# Data pipeline for DiveDB
Uses classes `Metadata` and `DataReader` to facilitate data intake, processing, and alignment. 

In [None]:
# Import libraries and set working directory (adjust to fit your preferences)
import os
import sys
import numpy as np
import pandas as pd
import pytz
import matplotlib.pyplot as plt
from notion_client import Client
from dotenv import load_dotenv
from datareader import DataReader
from metadata import Metadata
from datastreams import DataStreams
from loggerdata import LoggerData
import plotly.express as px
import pickle
import nbformat
print(nbformat.__version__)

# Change the current working directory to the root directory
# os.chdir("/Users/fbar/Documents/GitHub/pyologger")
os.chdir("/Users/jessiekb/Documents/GitHub/pyologger")
root_dir = os.getcwd()
data_dir = os.path.join(root_dir, "data")
outputs_dir = os.path.join(root_dir, "outputs")

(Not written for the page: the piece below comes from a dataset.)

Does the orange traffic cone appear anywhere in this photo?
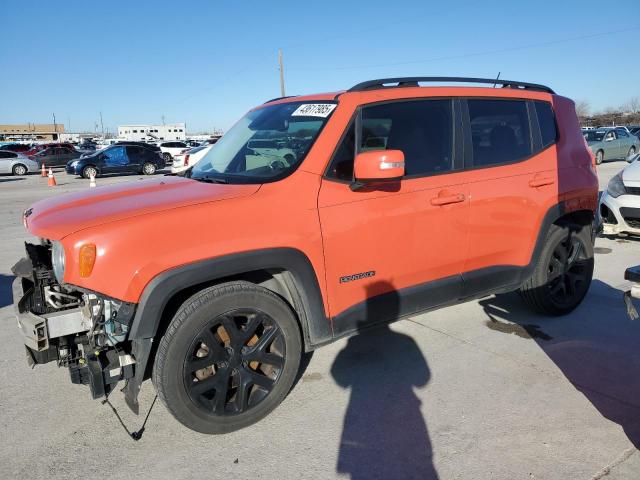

# Verify the current working directory
print(f"Current working directory: {root_dir}")

### Query metadata
Use Notion and [metadata entry form](https://forms.fillout.com/t/8UNuTLMaRfus) to start a recording and to generate identifiers for the Recording and Deployment. 


In [None]:
# Initialize the Metadata class
metadata = Metadata()
metadata.fetch_databases(verbose=False)

# Save databases
dep_db = metadata.get_metadata("dep_DB")
logger_db = metadata.get_metadata("logger_DB")
rec_db = metadata.get_metadata("rec_DB")
animal_db = metadata.get_metadata("animal_DB")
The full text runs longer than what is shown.